Since 2008, the decline in sea surface temperatures has warmed by about 1.1 degrees every decade. The average fall temperature has not dropped below 57 degrees Celsius since 2010. The four warmest fall seasons have occurred in the past seven years.

Nevertheless, a drop in sea surface temperatures was recorded in 2021.

Mills said last fall’s extraordinary heat may be triggered by a change in the broad ocean circulation pattern, which has been present in the region over the past decade.

He informed that this area is at present at a stage where Gulf Stream, a strong ocean current from the Gulf of Mexico that brings warm water into the Gulf of Maine, is moving north. Mills said Maine is “getting more of that hot water spinoff.” As the Gulf Stream moves north, it also interrupts the flow of the Labrador Current, which brings cooler water from the Labrador Sea into the Gulf of Maine.

“You’re turning the dial on warm water, you’re turning the dial on cold water, and that’s really contributing to the massive warming pattern that we’re seeing in the Gulf of Maine,” he said. said.

On top of this ocean circulation pattern, the Gulf’s exceptional warmth – the second warmest on record – also kept temperatures elevated throughout the fall season.
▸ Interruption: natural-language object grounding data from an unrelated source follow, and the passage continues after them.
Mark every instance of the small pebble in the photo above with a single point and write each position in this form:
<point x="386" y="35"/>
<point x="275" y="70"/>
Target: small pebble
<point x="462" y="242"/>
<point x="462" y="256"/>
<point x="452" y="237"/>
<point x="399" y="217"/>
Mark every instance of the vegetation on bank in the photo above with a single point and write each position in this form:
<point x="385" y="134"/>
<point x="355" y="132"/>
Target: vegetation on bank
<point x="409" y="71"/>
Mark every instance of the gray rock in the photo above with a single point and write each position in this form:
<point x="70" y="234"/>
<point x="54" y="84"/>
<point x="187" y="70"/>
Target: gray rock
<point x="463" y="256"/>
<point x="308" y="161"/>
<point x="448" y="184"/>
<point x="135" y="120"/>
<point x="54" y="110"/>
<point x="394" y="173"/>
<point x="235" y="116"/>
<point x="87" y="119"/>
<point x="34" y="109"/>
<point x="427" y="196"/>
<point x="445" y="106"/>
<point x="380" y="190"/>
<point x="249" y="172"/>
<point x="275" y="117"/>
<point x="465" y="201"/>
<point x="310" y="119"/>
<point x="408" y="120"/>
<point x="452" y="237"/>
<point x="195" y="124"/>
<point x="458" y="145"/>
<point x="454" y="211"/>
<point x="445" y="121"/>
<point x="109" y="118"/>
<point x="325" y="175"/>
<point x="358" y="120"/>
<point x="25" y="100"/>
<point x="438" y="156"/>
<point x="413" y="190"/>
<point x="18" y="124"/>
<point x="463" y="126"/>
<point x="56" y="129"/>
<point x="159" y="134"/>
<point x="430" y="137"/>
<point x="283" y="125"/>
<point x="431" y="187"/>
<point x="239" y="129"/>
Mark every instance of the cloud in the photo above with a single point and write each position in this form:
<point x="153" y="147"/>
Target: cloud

Warmer-than-normal atmospheric conditions also prevented sea surface temperatures from cooling.

“Our fall temperatures are sustained over a long period of time, and it’s being affected by how hot we get during the summer,” Mills said. “If you’re starting from a high point in the summer and your temperatures are cooling down more slowly, it makes these fall temperatures look a lot different from earlier temperatures.”

The change in temperature in the waters of the Gulf did not go unnoticed. Over the past year, the Gulf of Maine Research Institute received reports of unusual animals in the area – including blue crabs, black sea bass and a smooth hammerhead shark. Other offshore marine species, such as river herring and striped bass, also stick around for longer periods of time rather than migrate.

The lobster industries have also adjusted to changes in temperature and ocean heat waves. Mills said the 2012 heat wave brought a significant amount of lobsters closer to shore than usual, causing much disruption to typical practices.

“The industry has really adjusted to that, and we don’t see those types of situations really causing the same alarm and problems that they did in 2012,” Mills said. She said some fishing boats are stocked with equipment to cool or oxygenate the water on stressful, high-temperature days, especially during the summer.

As species in the region change, Mills said, fisheries will need to adapt and plan. New species coming from the south may provide new opportunities.

“We can draw on the Gulf of Maine experiences to provide insights that will hopefully enable other ocean regions to prepare for change and to adapt to that change,” she said. “We’re on the front edge of that, with a lot of things happening very quickly here.”